We can also add some more experimental AMMs, such as one that only moves in one direction and can only backtrack a few percent. Or an AMM with a spread built-in.

BentoBox Plus

The current BentoBox is very safe, but only provides no returns on capital. A second BentoBox can be launched that provides the following upgrades:

Flash Loans

Earn extra income on all funds through flash loans.

Support for rebasing tokens.

When a rebasing token calls sync on the BentoBox, all funds within (regardless of which protocol uses them) automatically rebase correctly.

Strategies

For each token in the vault, a strategy can be specified that will invest the asset in a “safe” way to generate a return. Strategies used should only grow the value and should be able to be withdrawn instantly. We could also create a BentoBox Degen, that also allows more risky strategies, with higher returns.

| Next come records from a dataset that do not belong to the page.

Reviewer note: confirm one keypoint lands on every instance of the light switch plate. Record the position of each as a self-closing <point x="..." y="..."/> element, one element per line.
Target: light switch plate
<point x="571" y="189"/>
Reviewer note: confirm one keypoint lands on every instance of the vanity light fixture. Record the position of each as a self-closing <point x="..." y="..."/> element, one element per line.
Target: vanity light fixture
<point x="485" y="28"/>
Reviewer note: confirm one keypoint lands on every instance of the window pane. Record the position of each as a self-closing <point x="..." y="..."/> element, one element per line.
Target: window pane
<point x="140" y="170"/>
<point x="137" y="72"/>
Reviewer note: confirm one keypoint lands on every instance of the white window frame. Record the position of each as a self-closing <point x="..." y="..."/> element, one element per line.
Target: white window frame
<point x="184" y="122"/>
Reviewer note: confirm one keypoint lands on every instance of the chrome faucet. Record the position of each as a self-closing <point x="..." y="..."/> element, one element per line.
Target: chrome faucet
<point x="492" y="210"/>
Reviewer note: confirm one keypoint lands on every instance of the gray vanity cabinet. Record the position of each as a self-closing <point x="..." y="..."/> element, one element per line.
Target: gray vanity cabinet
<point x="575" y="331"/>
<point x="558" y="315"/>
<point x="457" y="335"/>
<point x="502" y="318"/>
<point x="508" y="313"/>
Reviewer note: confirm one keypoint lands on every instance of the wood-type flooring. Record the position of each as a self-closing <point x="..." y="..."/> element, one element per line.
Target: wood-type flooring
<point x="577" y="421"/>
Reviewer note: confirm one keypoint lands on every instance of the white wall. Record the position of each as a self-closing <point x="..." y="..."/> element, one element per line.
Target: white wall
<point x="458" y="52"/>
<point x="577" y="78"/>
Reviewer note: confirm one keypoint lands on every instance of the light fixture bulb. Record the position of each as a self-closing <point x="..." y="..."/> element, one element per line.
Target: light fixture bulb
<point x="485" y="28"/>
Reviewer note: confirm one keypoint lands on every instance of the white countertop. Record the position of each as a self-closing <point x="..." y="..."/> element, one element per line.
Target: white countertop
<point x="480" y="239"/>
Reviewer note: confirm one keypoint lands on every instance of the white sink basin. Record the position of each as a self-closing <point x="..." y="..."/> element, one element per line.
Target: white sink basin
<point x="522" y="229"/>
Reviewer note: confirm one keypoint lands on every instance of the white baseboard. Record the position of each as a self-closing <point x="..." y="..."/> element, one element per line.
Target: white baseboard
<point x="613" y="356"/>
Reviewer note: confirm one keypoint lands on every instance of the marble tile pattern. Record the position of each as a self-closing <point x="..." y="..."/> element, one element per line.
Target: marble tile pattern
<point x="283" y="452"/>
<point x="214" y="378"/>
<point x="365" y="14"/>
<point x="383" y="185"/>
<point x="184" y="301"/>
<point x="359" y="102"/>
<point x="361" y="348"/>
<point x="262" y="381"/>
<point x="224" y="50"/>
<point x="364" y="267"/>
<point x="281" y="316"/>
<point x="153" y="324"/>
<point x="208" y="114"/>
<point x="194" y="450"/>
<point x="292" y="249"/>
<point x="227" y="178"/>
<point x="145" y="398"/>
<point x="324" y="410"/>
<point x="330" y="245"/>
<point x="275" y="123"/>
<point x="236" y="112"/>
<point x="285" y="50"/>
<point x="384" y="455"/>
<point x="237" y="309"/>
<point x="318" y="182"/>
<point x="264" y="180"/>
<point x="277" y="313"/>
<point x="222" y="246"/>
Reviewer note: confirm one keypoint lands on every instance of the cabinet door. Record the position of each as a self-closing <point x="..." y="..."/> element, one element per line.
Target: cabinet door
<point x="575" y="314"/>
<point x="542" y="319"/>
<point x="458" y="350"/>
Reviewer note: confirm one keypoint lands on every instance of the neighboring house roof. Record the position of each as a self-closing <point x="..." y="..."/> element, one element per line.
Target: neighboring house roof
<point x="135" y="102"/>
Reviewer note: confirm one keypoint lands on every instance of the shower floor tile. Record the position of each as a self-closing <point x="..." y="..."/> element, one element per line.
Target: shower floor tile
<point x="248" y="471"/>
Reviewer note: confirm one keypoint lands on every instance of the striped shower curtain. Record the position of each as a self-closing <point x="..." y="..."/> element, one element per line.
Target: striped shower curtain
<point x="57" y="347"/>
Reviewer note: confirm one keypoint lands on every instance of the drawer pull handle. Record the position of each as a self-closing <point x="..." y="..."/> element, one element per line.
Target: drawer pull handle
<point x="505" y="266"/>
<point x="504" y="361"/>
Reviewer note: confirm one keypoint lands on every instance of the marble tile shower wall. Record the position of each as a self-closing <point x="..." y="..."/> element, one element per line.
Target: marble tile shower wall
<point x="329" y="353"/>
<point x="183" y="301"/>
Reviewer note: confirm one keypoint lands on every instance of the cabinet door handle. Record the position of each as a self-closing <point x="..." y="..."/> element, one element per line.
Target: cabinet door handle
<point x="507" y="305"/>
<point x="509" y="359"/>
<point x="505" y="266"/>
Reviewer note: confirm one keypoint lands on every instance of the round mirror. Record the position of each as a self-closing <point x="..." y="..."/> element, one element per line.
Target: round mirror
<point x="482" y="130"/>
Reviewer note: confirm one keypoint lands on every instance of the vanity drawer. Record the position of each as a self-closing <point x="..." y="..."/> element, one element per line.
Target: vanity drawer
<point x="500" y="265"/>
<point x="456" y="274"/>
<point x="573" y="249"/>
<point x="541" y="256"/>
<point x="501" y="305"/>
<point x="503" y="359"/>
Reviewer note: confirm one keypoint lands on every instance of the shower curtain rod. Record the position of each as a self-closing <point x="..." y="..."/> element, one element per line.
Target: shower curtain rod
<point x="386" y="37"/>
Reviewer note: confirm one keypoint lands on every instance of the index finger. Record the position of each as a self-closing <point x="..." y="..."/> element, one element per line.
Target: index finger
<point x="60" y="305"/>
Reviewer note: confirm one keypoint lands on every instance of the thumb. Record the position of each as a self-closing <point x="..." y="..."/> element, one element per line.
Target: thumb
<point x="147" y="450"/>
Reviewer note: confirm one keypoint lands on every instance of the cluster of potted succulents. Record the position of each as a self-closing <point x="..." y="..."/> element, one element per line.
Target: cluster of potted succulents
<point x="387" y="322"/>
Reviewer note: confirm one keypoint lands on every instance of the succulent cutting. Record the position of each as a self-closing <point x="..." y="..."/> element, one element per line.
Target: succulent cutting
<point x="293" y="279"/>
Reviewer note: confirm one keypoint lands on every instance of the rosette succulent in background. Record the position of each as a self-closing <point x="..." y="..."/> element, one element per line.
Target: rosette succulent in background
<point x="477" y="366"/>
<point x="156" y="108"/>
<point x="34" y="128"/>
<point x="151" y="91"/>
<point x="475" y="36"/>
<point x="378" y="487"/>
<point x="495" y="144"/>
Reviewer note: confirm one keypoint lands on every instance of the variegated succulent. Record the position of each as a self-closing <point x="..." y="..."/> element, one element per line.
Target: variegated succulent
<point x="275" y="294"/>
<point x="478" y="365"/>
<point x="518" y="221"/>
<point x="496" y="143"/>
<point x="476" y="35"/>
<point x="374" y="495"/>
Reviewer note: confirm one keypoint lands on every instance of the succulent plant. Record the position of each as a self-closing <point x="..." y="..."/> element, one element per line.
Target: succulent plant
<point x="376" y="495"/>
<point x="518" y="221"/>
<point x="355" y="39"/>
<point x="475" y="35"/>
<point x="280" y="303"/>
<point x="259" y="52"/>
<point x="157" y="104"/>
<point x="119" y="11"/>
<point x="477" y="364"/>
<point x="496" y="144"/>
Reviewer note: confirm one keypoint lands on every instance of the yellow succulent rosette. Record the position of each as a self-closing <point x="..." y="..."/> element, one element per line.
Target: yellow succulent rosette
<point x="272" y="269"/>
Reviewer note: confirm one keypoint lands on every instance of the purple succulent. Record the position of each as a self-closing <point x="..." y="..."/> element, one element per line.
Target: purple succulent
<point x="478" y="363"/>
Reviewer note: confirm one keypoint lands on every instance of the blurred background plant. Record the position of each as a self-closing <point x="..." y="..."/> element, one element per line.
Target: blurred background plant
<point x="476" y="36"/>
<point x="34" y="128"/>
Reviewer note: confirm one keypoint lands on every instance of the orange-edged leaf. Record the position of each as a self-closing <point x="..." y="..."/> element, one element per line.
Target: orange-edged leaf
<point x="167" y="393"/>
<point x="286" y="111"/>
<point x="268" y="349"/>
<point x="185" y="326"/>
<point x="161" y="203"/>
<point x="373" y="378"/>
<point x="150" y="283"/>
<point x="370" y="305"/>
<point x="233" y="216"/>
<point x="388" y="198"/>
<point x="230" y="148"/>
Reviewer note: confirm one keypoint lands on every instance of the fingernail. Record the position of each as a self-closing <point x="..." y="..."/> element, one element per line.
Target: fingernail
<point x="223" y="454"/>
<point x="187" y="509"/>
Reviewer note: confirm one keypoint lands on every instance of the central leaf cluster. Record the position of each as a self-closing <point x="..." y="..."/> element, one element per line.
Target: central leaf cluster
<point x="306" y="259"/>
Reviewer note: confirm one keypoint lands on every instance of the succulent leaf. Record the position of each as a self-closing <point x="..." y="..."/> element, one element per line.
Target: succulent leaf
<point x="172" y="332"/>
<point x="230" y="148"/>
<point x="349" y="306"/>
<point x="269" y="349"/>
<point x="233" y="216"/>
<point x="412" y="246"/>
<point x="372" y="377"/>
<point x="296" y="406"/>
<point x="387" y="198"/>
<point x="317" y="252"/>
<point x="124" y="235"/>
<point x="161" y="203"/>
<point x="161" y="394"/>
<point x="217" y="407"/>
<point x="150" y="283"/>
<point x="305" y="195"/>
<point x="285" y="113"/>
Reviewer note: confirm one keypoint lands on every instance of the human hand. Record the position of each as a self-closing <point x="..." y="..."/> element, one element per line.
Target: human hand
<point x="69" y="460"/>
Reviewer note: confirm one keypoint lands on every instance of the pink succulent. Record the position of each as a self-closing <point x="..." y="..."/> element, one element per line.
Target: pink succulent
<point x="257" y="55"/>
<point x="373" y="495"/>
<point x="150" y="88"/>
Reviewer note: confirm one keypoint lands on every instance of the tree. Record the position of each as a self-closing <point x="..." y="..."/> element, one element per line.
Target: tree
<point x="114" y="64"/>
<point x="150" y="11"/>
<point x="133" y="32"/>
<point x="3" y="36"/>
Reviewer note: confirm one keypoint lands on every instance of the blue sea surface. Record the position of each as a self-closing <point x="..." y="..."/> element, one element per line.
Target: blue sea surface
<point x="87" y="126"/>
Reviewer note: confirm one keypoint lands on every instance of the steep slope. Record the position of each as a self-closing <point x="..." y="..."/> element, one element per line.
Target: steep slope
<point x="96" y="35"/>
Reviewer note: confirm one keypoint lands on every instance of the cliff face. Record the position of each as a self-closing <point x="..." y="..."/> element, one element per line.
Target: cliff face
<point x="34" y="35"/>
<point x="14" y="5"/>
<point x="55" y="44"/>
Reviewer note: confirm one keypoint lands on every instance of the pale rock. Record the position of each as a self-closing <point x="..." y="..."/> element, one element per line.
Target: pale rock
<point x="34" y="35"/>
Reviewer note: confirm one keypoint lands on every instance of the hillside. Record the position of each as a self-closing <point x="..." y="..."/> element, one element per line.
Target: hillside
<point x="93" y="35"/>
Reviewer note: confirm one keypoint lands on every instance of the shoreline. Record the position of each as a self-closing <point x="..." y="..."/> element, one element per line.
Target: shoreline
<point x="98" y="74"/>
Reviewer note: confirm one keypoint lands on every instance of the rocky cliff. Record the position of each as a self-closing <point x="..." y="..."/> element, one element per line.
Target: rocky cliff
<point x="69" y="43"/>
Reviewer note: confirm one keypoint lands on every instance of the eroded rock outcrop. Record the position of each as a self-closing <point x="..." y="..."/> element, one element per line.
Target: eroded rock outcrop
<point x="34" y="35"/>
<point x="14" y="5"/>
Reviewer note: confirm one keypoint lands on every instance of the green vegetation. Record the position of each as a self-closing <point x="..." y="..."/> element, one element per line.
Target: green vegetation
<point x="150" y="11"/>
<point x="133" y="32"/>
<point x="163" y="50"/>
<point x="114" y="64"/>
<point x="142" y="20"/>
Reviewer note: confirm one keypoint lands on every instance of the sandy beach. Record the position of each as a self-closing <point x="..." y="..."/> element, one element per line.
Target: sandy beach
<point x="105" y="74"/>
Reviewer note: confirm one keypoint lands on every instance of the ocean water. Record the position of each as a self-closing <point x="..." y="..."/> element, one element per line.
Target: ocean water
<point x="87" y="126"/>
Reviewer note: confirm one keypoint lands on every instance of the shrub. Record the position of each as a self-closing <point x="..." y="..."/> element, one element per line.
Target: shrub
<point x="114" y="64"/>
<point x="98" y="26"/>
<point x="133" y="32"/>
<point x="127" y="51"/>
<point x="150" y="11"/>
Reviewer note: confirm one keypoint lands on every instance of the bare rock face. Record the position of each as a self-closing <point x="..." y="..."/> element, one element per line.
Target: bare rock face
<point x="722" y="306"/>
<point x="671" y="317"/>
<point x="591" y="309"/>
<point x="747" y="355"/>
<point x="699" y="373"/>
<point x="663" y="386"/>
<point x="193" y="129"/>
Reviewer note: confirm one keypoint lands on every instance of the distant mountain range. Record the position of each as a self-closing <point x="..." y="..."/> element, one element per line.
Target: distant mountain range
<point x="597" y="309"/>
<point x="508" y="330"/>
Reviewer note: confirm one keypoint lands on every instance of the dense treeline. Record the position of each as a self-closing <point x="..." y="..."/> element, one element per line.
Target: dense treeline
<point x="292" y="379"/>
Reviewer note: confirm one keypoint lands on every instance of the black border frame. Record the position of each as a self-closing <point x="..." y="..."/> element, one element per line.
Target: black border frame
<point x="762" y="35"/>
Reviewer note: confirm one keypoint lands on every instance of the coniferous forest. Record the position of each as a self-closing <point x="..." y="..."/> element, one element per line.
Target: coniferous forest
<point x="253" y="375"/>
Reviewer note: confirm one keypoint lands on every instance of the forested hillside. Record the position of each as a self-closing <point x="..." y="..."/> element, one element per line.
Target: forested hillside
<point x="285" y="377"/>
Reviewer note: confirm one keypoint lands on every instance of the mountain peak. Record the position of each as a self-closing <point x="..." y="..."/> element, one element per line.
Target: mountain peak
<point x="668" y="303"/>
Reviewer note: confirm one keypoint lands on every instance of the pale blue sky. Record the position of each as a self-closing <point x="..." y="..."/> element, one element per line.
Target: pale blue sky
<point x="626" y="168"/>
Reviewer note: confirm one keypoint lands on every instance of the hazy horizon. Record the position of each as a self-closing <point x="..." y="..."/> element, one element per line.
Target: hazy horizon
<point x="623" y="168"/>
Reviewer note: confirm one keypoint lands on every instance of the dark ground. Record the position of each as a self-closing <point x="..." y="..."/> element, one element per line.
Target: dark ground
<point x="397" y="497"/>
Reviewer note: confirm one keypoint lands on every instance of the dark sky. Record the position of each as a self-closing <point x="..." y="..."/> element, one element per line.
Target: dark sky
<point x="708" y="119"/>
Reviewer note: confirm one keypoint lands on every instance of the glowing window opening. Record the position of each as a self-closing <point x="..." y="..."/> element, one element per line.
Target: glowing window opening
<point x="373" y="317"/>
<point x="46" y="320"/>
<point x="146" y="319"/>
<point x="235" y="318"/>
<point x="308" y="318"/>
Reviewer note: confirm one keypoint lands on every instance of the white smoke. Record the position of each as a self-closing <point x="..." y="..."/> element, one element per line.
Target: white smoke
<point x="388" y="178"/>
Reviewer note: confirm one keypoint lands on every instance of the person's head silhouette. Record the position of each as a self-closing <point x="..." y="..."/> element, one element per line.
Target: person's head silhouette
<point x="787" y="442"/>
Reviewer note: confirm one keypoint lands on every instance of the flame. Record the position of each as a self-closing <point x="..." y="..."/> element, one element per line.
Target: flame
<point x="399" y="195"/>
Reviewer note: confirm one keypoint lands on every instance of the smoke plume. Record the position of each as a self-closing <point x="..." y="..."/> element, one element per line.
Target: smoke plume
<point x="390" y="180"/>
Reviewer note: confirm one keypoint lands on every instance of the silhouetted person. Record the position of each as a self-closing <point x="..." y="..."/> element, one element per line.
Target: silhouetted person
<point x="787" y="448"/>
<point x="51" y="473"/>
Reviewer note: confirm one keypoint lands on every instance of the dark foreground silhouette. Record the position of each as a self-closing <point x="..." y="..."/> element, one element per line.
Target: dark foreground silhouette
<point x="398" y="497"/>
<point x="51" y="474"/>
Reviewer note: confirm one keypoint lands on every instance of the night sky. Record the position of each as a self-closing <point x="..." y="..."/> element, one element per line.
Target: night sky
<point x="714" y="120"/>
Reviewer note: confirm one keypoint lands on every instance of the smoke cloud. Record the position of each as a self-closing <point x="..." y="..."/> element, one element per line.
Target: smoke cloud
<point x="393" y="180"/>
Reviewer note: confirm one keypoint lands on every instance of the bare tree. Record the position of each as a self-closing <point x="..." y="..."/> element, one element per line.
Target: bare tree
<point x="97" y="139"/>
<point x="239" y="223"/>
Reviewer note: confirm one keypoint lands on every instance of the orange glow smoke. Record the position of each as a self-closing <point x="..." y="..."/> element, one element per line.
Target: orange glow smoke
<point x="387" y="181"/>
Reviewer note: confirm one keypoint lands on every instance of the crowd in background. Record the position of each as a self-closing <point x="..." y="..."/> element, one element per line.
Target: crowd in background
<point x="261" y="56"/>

These strategies will give you a return on your capital while it’s still 100% available to you to use in any of the BentoBox enabled protocols, such as lending and AMM.

ERC1155 Support

This ERC supports a single contract that “issues” multiple tokens. This way you could receive bTokens when you add tokens to the BentoBox. This is not so different from the way it currently works, but it currently doesn’t conform to the ERC1155 standard.

NFT Support

Currently, the BentoBox only supports fungible tokens. Adding support for NFTs opens a new range of possibilities as the use of NFT grows. You may for instance use an NFT as collateral. Some low value NFTs could be added to an AMM, such as common CryptoKitties, that are all of minimal, mostly equal value. And many use cases we haven’t even thought of yet. Currently, NFTs are mostly used to represent digital “goods”, but there are many more ways where NFTs may play a role in the DeFi eco-system.

The BentoBox eco-system

Because the BentoBox is an open platform, any protocol can use the BentoBox as their token storage and get all the benefits. We can add any missing DeFi legos, such as options, insurance, yield earning vaults and/or help existing protocols integrate. Some of the current Sushi products under development that can be added:

Capital Efficiency

The holy grail of DeFi is to maximize capital efficiency and generate the highest yield with the lowest risk. Once the BentoBox has Lending, AMM, etc and the BentoBox Plus is live, here’s an example of how it could be used:

Let’s say you HODL ETH and BTC. You could add your WBTC and ETH to the BentoBox and provide both assets for Lending. This will give you lending tokens. These tokens could be placed in an AMM pair and they will be arbitraged by traders as the price of ETH-BTC moves (indirectly providing more liquidity to the overall on-chain ETH-BTC market). This will mint you SLP tokens for this pair. This could be supplied as collateral to borrow for instance USDC (or to borrow more WBTC and ETH to repeat the above and leverage this position).

This takes capital efficiency options to a whole new level.

Layer 2 — Scaling DeFi

There’s a lot of hype around “layer 2”, optimistic roll-ups, etc. But in practice, the major drawback for most of these solutions is that it’s expensive and/or slow to move between layer 1 and layer 2.

But once a lot of the eco-system is already running through the BentoBox, we simply deploy a BentoBox on layer 2. Once you’ve moved your tokens to layer 2 and into the BentoBox, you can stay in layer 2 while using all the cool protocols built on top of BentoBox.

Exciting Times Ahead

While we don’t know what the future might hold, at least we’ve got a lot of plans… I’m looking forward to working with the great team of Sushi to bring more cowbell :D

P.S. This is my personal view for Sushi. However, Sushi is owned and governed by the community. It’s up to the community to set the real roadmap and accept or reject all or part of this.